Leipzig (dpa) - In Sachsen, Sachsen-Anhalt und Thüringen verwandelt sich der Sommer langsam wieder in Frühling. "Das Hoch "Norbert" aus dem Süden wird vom einem neuen Hoch aus dem Norden abgelöst", sagte Thomas Hein vom Deutschen Wetterdienst in Leipzig am Freitagmorgen. Am Freitag gibt es fast keine Wolken und Temperaturen zwischen 24 und 26 Grad. In den Großstädten kann es im Laufe des Tages zu Rekordwerten kommen. 30 Grad gab es bisher am 20. April noch nie. Die Nacht zum Samstag wir dann deutlich kühler mit zwölf bis 15 Grad, in der Altmark sogar nur acht Grad.
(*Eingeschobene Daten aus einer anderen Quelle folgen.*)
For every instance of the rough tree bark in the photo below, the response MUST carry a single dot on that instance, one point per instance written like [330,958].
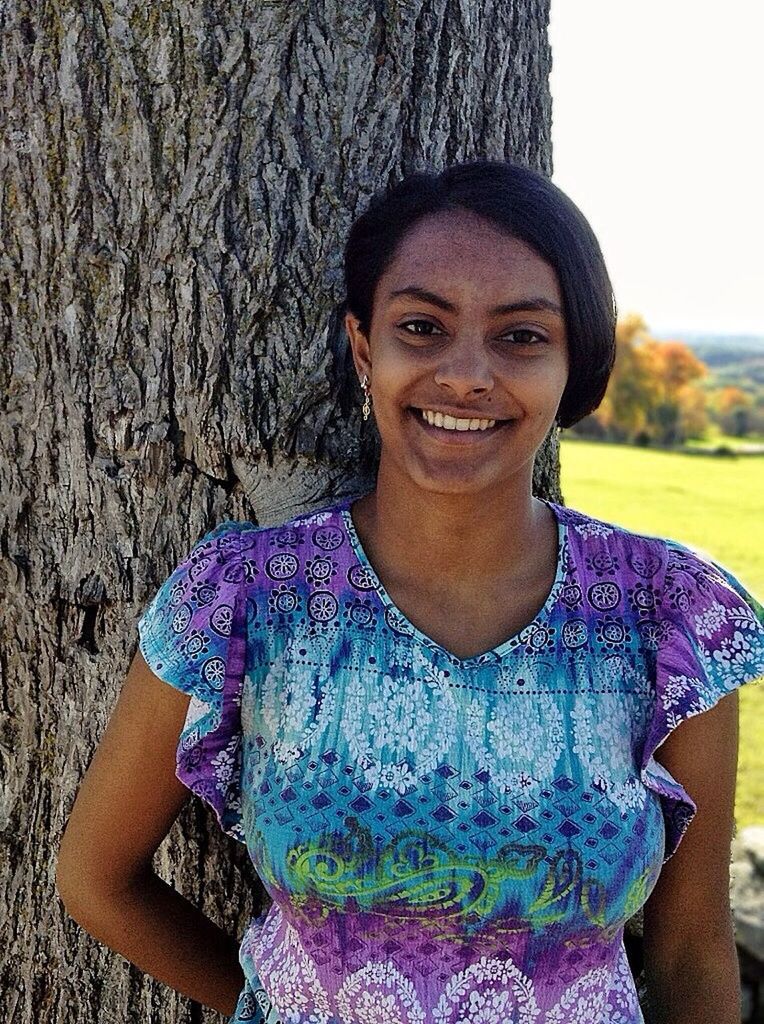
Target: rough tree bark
[177,179]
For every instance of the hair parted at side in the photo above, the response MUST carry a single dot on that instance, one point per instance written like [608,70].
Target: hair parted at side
[525,205]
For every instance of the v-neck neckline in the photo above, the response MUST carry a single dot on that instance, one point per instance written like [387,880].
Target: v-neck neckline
[493,653]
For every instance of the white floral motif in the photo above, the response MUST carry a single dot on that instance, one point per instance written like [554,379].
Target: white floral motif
[297,700]
[506,750]
[585,1001]
[290,978]
[601,738]
[400,734]
[736,659]
[378,993]
[676,688]
[399,714]
[490,991]
[592,528]
[711,621]
[623,998]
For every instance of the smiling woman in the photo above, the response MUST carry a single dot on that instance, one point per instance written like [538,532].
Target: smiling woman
[431,712]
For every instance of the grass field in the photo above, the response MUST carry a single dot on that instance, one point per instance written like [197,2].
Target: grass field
[712,504]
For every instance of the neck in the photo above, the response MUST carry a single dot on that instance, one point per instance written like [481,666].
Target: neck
[410,532]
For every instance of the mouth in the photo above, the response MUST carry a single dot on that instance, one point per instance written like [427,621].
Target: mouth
[451,436]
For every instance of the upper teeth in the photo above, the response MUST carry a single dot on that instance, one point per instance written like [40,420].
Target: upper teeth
[451,423]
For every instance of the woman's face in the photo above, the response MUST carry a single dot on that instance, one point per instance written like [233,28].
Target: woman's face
[463,355]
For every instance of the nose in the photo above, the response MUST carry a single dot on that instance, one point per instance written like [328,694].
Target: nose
[465,370]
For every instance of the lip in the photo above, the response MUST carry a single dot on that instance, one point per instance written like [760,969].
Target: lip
[459,437]
[463,414]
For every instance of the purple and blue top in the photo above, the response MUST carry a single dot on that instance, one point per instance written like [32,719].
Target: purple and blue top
[444,840]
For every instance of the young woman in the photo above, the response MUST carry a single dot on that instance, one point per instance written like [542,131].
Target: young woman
[432,712]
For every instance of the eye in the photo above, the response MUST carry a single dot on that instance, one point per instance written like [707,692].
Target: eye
[524,334]
[407,324]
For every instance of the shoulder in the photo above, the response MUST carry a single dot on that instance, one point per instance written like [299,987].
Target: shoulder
[281,547]
[599,541]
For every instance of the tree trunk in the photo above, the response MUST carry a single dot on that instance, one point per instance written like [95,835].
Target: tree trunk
[177,183]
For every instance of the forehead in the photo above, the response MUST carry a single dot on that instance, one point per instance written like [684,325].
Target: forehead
[460,250]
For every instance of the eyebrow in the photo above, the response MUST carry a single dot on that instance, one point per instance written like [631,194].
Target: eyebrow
[537,303]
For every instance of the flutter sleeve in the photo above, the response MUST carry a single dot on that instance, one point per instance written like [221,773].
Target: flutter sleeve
[193,636]
[710,642]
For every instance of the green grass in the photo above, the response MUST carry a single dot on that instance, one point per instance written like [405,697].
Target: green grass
[713,504]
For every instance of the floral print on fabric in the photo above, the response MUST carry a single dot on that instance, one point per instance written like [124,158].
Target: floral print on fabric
[192,635]
[444,840]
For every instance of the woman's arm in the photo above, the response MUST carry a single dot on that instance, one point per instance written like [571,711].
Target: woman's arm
[125,807]
[691,967]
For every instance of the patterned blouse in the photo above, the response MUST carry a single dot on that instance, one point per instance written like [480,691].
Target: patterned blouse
[444,840]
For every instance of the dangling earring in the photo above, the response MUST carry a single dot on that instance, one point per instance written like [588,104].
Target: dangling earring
[367,400]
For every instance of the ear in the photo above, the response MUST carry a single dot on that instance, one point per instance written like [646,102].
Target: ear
[359,346]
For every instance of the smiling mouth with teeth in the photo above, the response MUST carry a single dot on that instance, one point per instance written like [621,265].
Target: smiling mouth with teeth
[452,423]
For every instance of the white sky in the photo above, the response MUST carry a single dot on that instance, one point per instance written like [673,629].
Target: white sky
[658,136]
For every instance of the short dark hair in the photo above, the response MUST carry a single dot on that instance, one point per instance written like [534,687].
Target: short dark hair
[525,205]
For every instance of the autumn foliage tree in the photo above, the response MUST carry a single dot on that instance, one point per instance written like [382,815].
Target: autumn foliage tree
[653,394]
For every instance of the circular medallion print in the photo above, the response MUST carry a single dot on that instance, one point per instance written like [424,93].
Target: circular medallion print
[213,672]
[181,619]
[282,566]
[322,605]
[221,620]
[328,538]
[361,578]
[604,596]
[575,633]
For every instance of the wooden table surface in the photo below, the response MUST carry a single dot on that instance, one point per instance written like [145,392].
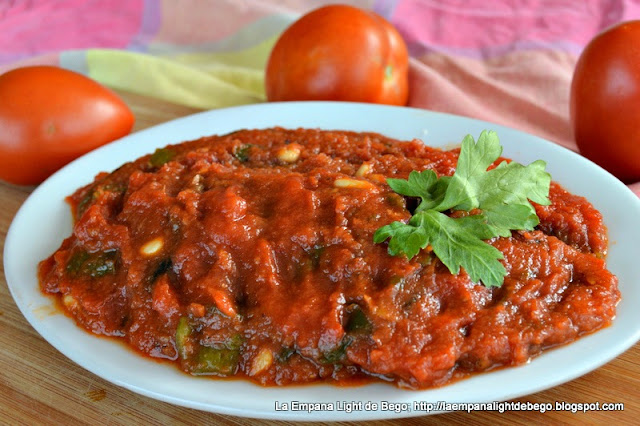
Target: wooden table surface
[38,385]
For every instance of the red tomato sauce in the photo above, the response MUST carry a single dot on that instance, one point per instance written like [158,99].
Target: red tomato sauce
[251,254]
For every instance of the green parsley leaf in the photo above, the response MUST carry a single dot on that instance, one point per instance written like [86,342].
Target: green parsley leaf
[501,194]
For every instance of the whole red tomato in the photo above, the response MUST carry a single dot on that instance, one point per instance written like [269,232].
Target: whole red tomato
[605,101]
[49,116]
[339,53]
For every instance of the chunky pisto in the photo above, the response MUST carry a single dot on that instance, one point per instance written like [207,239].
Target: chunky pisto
[252,254]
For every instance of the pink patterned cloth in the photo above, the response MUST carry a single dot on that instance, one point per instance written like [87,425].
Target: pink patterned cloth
[504,61]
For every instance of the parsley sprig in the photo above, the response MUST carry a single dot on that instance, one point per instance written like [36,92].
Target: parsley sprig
[501,196]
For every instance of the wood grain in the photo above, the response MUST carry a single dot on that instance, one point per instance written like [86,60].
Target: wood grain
[38,385]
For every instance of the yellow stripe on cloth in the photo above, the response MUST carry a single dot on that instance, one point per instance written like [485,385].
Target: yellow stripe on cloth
[202,80]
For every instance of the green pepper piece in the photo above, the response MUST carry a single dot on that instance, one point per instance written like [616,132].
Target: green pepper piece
[94,265]
[358,321]
[285,353]
[161,156]
[75,262]
[336,355]
[242,153]
[220,359]
[182,334]
[101,264]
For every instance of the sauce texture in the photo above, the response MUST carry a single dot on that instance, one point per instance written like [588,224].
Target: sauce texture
[251,254]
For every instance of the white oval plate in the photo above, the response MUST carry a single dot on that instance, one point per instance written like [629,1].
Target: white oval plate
[44,221]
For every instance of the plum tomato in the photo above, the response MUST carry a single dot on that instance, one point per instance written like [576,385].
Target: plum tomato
[49,116]
[341,53]
[605,101]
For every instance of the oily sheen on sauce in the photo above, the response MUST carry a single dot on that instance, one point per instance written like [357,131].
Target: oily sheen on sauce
[251,254]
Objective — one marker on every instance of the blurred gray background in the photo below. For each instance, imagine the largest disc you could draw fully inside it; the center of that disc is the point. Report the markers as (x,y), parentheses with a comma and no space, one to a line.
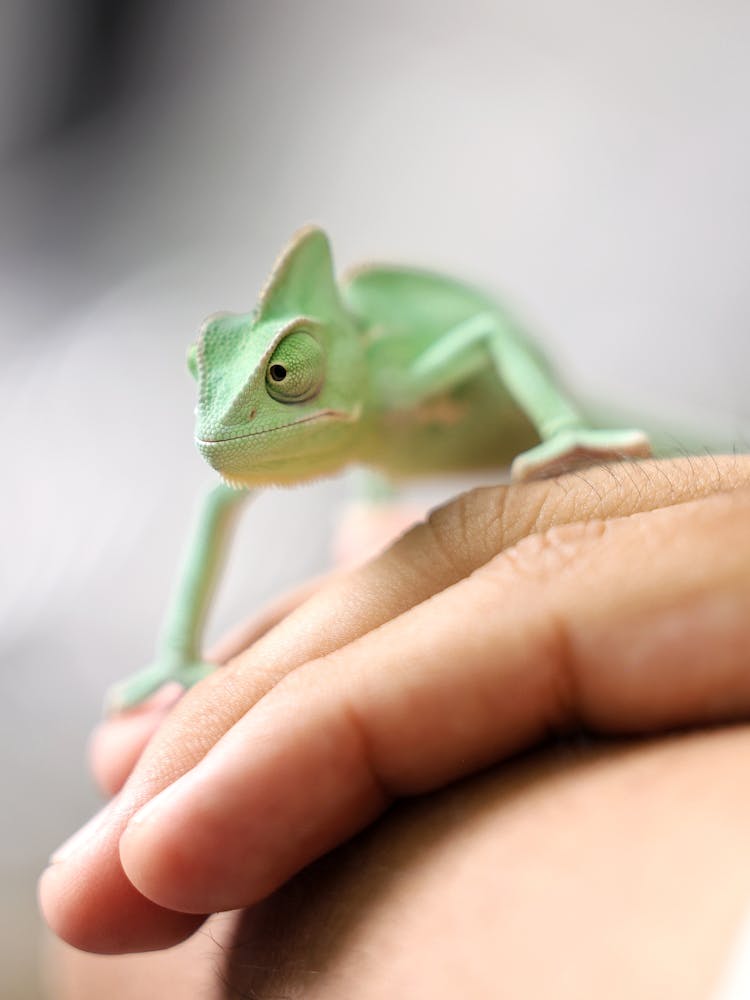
(588,160)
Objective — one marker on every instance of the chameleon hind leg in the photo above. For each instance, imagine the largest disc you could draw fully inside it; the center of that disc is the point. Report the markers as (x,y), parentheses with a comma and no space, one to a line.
(178,652)
(567,441)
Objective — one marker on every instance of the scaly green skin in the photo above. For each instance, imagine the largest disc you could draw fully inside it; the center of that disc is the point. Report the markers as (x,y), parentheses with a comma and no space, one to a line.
(402,371)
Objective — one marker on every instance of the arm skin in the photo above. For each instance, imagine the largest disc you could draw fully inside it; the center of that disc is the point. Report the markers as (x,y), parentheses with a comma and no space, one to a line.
(615,601)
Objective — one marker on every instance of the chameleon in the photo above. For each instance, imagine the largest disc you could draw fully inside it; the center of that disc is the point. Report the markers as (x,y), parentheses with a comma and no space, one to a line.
(403,371)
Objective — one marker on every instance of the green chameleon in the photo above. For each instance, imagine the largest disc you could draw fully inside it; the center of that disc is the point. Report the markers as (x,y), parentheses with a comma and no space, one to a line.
(403,371)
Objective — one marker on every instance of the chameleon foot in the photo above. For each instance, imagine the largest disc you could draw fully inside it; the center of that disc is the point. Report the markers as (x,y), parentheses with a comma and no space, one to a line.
(575,449)
(134,690)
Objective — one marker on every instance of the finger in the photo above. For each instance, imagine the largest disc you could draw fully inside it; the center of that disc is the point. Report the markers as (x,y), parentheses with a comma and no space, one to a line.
(236,641)
(456,540)
(621,627)
(116,743)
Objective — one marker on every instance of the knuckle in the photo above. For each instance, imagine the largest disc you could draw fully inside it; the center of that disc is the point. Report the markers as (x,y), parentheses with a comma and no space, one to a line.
(546,555)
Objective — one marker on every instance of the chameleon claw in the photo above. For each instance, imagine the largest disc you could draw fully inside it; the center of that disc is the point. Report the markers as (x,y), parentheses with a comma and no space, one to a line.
(571,450)
(134,690)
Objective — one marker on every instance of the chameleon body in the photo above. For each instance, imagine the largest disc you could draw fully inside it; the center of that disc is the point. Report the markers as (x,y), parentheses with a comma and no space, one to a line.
(403,371)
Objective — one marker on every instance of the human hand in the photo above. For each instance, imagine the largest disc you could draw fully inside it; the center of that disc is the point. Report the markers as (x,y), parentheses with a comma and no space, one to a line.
(615,600)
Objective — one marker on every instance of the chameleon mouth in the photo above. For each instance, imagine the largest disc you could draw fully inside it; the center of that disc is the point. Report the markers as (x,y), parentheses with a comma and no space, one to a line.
(322,415)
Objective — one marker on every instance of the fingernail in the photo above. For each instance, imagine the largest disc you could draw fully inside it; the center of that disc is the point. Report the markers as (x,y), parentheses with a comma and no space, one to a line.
(81,837)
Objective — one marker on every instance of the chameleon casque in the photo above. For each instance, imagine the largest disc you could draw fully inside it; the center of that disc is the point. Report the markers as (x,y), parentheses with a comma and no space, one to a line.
(403,371)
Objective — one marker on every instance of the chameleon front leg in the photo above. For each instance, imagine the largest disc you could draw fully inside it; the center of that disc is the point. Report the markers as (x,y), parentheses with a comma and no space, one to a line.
(567,441)
(178,649)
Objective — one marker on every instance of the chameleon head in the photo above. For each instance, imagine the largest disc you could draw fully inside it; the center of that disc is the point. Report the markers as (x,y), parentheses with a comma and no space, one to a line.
(281,390)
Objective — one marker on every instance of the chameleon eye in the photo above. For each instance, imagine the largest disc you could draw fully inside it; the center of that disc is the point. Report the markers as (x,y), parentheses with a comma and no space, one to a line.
(295,370)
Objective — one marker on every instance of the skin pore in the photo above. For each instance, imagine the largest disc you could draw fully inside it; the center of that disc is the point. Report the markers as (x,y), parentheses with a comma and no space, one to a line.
(613,601)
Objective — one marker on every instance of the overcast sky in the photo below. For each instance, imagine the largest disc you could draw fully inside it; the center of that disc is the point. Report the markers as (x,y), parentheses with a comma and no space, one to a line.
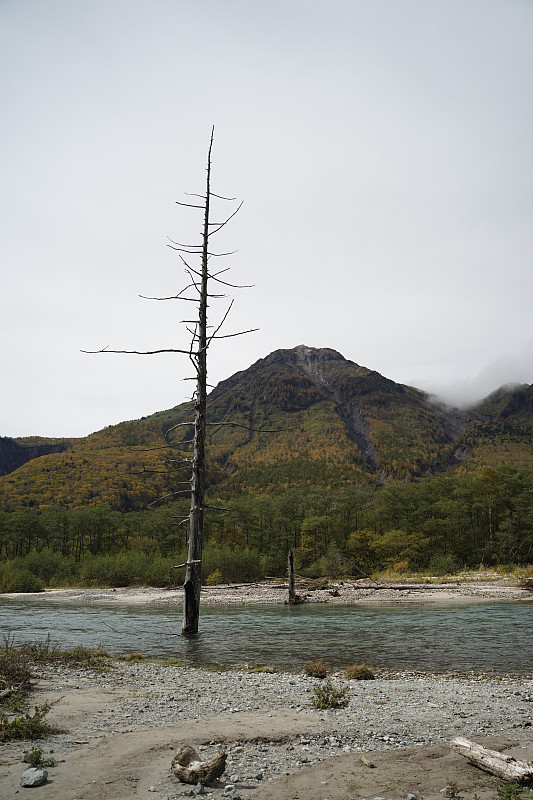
(383,151)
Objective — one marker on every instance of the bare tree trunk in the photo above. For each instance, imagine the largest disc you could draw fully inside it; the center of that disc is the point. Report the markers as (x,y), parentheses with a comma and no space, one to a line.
(292,594)
(193,575)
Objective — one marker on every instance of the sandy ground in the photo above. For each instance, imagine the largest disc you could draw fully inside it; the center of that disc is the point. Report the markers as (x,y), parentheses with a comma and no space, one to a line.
(276,593)
(123,765)
(126,765)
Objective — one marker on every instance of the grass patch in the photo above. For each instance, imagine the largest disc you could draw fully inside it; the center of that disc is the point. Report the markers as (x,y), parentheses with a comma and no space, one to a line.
(327,696)
(360,672)
(48,652)
(34,758)
(25,726)
(16,721)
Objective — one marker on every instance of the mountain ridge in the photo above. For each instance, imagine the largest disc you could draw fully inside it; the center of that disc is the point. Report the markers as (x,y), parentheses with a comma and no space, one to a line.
(333,421)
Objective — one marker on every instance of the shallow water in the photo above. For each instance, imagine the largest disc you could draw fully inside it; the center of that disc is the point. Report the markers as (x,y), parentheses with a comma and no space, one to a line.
(482,636)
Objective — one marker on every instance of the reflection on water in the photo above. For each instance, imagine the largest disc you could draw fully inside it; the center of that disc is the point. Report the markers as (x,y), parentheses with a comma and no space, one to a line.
(482,637)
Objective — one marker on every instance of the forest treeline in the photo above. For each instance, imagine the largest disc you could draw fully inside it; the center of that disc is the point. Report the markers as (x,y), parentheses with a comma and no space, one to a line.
(441,523)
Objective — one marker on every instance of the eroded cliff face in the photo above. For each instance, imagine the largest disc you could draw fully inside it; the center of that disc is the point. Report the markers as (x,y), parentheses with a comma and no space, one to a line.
(13,454)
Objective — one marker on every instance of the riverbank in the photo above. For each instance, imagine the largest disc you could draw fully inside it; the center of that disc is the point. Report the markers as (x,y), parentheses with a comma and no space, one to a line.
(269,592)
(121,729)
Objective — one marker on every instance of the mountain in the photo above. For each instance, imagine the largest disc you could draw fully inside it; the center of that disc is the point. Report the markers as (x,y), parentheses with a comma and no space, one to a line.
(14,453)
(296,417)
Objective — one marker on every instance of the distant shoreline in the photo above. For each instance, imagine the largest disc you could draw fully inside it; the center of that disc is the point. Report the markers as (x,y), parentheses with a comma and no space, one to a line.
(267,592)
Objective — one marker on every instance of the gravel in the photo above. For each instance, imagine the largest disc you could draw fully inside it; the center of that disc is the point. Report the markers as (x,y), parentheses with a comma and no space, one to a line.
(396,710)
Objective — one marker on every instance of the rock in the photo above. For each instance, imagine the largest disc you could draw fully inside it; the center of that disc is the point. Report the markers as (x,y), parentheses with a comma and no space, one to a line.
(188,767)
(34,777)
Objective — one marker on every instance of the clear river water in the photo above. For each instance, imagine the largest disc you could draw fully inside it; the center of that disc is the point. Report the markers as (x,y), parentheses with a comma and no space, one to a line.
(483,637)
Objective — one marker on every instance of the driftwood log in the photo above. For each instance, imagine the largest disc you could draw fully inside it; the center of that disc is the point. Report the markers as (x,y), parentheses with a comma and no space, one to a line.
(505,767)
(189,768)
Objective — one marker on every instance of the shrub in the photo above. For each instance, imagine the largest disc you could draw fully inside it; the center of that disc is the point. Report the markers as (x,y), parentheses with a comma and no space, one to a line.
(443,564)
(34,757)
(14,670)
(16,579)
(27,726)
(327,696)
(316,669)
(360,672)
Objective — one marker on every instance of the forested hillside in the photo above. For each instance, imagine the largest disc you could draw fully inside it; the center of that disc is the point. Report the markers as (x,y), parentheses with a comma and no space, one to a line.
(355,472)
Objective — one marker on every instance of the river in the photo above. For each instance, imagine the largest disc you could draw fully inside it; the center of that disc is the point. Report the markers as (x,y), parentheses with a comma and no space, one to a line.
(483,637)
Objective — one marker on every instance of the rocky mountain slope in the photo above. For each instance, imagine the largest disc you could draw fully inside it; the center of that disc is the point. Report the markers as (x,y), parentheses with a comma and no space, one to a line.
(328,420)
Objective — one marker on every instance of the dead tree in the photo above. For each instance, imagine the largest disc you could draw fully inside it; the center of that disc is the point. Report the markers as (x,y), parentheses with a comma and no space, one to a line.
(199,283)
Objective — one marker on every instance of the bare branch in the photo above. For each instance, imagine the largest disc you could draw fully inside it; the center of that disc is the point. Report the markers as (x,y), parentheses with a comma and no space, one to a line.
(224,318)
(247,428)
(220,255)
(221,197)
(211,233)
(239,333)
(137,352)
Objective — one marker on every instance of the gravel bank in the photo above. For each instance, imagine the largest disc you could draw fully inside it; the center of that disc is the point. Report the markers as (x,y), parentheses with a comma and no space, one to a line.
(118,727)
(269,592)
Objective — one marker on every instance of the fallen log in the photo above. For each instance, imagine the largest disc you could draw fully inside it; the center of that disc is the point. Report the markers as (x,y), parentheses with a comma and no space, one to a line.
(506,767)
(189,768)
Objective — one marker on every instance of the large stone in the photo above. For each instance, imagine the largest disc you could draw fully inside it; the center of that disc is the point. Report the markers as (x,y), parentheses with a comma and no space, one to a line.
(33,777)
(189,768)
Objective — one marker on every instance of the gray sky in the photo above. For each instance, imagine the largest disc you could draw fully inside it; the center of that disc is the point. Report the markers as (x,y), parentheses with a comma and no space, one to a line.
(383,150)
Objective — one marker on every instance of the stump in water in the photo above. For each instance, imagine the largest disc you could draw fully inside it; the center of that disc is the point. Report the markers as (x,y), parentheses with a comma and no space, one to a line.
(294,599)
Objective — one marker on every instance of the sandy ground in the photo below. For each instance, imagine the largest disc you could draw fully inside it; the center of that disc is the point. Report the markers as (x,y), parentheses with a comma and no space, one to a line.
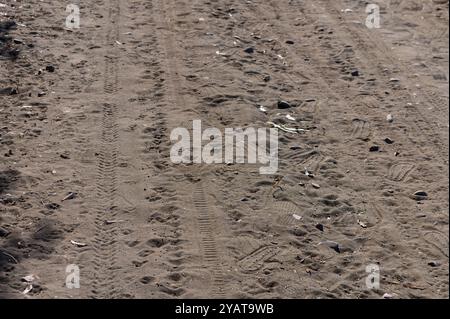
(90,112)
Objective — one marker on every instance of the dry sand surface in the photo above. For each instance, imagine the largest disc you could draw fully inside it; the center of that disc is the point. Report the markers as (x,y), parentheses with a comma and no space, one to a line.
(89,112)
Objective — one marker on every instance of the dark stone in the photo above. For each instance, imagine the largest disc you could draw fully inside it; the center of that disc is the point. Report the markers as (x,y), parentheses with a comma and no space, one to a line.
(249,50)
(50,68)
(282,105)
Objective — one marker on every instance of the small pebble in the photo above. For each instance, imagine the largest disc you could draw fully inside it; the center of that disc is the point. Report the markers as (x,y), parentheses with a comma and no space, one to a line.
(284,105)
(249,50)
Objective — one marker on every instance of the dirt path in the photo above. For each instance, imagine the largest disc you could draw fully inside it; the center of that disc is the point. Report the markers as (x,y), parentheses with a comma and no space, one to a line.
(139,226)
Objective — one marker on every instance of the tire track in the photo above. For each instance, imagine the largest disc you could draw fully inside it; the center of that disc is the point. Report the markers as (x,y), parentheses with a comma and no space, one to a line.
(207,225)
(105,240)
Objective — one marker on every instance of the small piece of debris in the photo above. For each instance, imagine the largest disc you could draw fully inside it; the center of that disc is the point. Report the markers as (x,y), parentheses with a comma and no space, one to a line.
(50,68)
(363,225)
(332,244)
(249,50)
(433,264)
(78,244)
(262,109)
(316,186)
(290,117)
(111,222)
(28,289)
(29,278)
(4,232)
(282,105)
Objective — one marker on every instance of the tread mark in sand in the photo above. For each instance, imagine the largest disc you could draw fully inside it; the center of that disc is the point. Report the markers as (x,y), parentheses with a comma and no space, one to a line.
(105,243)
(361,130)
(438,240)
(400,171)
(255,261)
(206,222)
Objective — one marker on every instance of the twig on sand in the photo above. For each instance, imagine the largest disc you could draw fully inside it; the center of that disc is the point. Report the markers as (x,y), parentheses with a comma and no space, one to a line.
(287,129)
(10,256)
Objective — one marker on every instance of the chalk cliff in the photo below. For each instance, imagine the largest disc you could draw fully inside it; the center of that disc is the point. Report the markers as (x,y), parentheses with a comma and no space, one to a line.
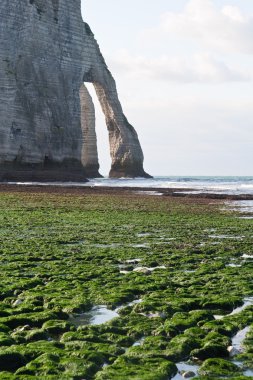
(47,122)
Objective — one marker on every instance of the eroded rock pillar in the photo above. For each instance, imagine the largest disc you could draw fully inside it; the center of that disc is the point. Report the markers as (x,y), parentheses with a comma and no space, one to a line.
(89,157)
(125,149)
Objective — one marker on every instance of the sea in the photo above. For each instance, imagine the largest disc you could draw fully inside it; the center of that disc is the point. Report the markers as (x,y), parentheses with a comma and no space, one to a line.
(215,185)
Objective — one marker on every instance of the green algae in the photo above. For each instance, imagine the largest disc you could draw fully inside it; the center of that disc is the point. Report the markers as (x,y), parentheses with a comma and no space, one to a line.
(61,255)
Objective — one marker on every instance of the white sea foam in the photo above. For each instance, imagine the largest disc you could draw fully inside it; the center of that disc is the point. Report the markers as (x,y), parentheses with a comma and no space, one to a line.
(218,185)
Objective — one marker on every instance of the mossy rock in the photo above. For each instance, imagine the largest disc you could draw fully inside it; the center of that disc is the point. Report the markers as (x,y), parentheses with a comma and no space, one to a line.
(45,364)
(218,367)
(57,327)
(223,327)
(11,360)
(210,350)
(135,368)
(183,320)
(5,339)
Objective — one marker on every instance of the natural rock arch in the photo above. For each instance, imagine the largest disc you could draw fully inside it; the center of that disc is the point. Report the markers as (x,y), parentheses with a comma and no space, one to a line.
(47,52)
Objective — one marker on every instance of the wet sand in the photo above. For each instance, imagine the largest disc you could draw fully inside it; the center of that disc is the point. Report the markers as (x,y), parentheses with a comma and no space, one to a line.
(79,190)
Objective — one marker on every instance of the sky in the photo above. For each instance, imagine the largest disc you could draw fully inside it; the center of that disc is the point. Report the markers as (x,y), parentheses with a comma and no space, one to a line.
(184,74)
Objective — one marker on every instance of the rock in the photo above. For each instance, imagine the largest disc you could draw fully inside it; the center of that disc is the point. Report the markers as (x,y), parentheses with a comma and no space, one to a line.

Am Samstag lässt der Hochsommer dann schon nach bei maximal 25 Grad. Langsam ziehen im Laufe des Tages auch Wolken auf. Es bleibt aber trocken. In der Nacht zum Sonntag ist es klar bei unter zehn Grad. Am Sonntag gibt es wieder 22 bis 25 Grad. Diesmal aber mit starker Bewölkung. Vom Harz bis zum Thüringer Wald kommt es im Laufe des Tages zu einzelnen Schauern und Gewittern. Das ist auch maßgeblich für die kommende Woche. Bei tagsüber 16 bis 18 Grad wird es windig, und es kann immer wieder regnen.